Trying to figure out which finance product is right for you can be confusing. In fact, we recommend discussing your situation with your tax professional. However, to simplify your decision process we’ve outlined the choices available to you here.
Lease products fall into two categories as either a finance lease or operating lease. They differ in the way they treat ownership, disposal and residual risk on the vehicle. Hire purchase options are available and function in a similar fashion to a loan to purchase an asset.
In order to decide on the most appropriate type of finance you first need to consider the following:
Do you wish to own the asset at the end of the lease period?
Do you use the asset for business purposes more than 50% of the time?
Are you looking to finance the vehicle only, or do you also want a range of fleet management services?
How long do you intend to keep the vehicle and how many kilometres will you travel?
Do you want or need to show the asset on the company balance sheet?
Common Types of Leasing:
Operating Lease: Short-term leasing where the business uses the asset without owning it, typically for equipment with a limited lifespan.
Finance Lease: A longer-term agreement where the business pays for the asset's full value over the lease term, often with the option to purchase at the end.
Novated Lease: A vehicle lease for employees, where payments are deducted from their pre-tax salary as part of a salary packaging arrangement.
Equipment Lease: Tailored for businesses needing machinery, tools, or technology, spreading the cost over time.
Finance lease
A finance lease is a form of rental agreement under which you lease an asset for an agreed period and rental. A residual value is set upfront to reflect the asset’s value at the end of the term. This is accounted for on the balance sheet.
Under the conditions of most finance leases you have no option or right to purchase the asset. However it is common practice that most financiers will consider an offer from you to purchase the asset at the end of the term for the residual value.

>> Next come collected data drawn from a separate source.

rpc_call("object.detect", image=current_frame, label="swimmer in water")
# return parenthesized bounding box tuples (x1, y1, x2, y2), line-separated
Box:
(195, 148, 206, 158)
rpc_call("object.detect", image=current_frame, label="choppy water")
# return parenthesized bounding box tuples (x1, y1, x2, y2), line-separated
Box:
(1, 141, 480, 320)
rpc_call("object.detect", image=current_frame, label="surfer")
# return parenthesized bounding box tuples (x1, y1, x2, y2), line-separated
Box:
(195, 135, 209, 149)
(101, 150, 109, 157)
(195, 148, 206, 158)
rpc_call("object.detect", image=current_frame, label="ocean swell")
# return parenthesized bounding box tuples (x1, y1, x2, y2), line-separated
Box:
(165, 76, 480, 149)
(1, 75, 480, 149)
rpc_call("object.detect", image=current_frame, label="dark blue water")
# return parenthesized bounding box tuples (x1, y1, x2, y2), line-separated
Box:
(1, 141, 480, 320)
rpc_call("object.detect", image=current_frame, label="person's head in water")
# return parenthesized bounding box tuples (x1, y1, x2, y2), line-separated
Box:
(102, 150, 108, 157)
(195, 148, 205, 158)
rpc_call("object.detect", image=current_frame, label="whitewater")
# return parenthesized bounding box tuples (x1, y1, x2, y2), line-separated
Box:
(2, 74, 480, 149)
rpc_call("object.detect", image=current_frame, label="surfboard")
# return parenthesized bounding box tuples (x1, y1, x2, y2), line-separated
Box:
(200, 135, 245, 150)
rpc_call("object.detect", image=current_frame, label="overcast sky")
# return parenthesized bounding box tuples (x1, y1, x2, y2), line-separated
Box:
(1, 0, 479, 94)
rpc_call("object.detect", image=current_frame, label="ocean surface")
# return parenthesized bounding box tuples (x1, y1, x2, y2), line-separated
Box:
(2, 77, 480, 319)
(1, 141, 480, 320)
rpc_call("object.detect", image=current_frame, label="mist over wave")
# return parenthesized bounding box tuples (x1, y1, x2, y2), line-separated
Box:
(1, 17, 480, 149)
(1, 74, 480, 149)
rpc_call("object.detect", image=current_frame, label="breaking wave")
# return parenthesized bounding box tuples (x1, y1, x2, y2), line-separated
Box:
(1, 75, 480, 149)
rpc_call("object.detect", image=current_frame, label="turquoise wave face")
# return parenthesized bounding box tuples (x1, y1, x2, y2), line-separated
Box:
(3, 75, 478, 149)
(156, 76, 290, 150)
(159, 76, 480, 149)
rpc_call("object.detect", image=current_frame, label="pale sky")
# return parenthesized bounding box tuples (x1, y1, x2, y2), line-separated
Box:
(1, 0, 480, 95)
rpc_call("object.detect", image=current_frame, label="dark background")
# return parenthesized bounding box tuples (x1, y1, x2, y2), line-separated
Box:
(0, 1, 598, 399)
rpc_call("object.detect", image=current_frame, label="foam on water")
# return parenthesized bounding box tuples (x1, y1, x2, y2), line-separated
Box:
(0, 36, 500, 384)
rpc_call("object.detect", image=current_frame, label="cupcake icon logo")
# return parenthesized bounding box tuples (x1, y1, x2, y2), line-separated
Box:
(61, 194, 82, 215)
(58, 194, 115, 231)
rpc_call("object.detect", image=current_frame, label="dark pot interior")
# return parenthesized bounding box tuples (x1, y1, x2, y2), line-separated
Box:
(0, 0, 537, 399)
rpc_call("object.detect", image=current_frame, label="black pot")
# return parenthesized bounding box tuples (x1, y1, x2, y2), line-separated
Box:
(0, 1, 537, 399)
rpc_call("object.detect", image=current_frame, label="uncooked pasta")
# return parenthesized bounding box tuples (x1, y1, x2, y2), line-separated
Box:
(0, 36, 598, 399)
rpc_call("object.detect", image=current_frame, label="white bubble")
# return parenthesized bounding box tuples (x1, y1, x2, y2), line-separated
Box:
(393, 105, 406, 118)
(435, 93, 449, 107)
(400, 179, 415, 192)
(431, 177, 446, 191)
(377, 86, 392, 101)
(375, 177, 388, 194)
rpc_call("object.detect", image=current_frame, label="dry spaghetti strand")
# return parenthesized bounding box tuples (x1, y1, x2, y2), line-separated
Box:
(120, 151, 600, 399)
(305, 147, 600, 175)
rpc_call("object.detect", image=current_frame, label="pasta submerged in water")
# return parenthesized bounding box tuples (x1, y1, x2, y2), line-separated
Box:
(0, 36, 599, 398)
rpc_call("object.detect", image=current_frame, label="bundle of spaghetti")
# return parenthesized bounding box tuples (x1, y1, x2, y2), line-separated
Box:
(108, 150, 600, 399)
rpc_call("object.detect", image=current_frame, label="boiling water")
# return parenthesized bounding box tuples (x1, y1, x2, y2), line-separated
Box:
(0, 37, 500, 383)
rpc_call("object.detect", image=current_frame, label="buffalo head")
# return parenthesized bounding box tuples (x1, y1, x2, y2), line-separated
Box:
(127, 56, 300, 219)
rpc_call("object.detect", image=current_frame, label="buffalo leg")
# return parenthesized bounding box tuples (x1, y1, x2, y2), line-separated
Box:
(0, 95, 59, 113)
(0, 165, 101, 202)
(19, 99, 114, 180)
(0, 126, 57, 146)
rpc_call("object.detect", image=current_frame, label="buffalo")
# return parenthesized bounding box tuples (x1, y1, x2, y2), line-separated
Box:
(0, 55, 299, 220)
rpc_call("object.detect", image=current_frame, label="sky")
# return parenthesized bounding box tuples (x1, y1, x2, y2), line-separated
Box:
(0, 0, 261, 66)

Alternately, you may trade it in on a replacement, return it to the financier paying the difference between the residual and market value (residual risk) or even extend the lease for a further term.
Operating/Maintained lease
A fully maintained operating lease offers an organisation the benefits of a hassle free method of vehicle usage. It is finance not shown on the balance sheet and in one monthly payment takes care of all costs associated with the vehicle i.e., all costs in relation to maintenance, insurance, finance are included. Once you decide on the motor vehicle required you simply decide on the length of the lease required and calculate how many kilometres you will travel in each year. Based on this the financier will calculate a monthly repayment. At the end of the lease term you hand the vehicle back to the lender with no residuals or balloon payments required.
Commercial hire purchase
Commercial hire purchase (CHP) is an agreement between the purchaser and the financier whereby the financier owns the vehicle or equipment during the hiring period. It differs from a finance lease in that the goods automatically become yours once all terms of the agreement have been completed – usually when the final instalment is paid. As such it is finance taken out by a business when they wish to purchase the goods.
A CHP can be arranged with or without a final balloon payment at the end of the term depending on what your budgetary requirements are. The repayments are fixed for the term of the CHP. An upfront deposit or trade-in, which will reduce your rental commitments, is optional. It is accounted for on the balance sheet.
Chattel mortgage
Similar arrangement to a hire purchase but with specific GST benefits, which in certain circumstances will allow the entire GST proportion, be claimed in the first BAS period after purchase. Loan structure can be tailored in a similar fashion to a CHP or finance lease.